Second, even if the question was leading, “judgments will not be reversed because of leading questions unless the trial judge abused his discretion and a shocking miscarriage of justice resulted.” Bailey v. Bailey, 231 S.W.3d 793, 796 (Ky.App.2007). I discern no abuse of discretion because a victim's fear of continued domestic violence is a key element necessary to support a DVO. I know of no better way to elicit that information than to ask the victim.
Third, although it might have been better if Rachelle had expanded on her answer, she was not required to do so. The trial court is permitted to believe or disbelieve any sufficiently probative evidence presented, and the length of a response is not indicative of its sufficiency or probative value.
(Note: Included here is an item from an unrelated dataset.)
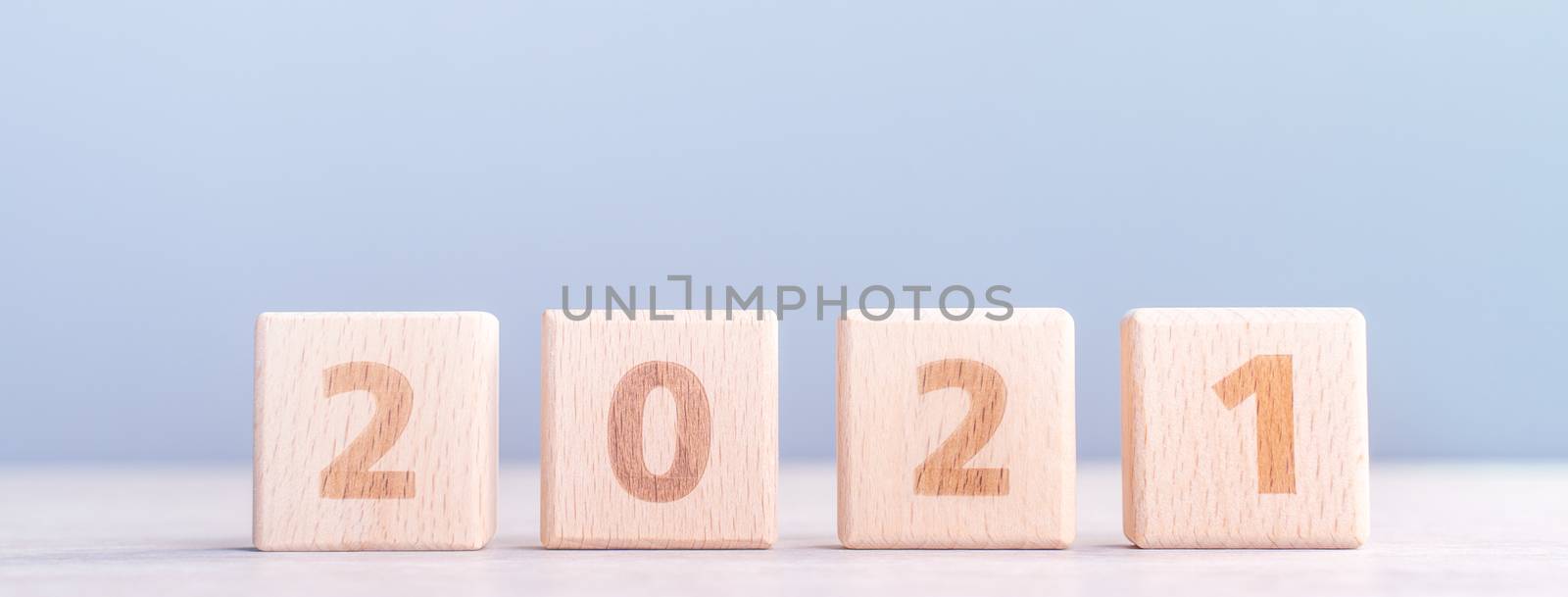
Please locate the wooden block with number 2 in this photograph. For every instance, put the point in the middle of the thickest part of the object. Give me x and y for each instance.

Fourth, Keith was present during the hearing and had the opportunity to present evidence to contradict Rachelle's testimony. The trial court determined that he did not do so, and it is not for this Court to second guess that determination.
Therefore, I agree that the trial court did not err when it continued the DVO hearing; however, I disagree that there was insufficient evidence to support the trial court's issuance of a DVO. Accordingly, I would affirm.
THOMPSON, Judge, Concurs.KELLER, Judge, concurs in result only in part and dissents in part and files separate opinion.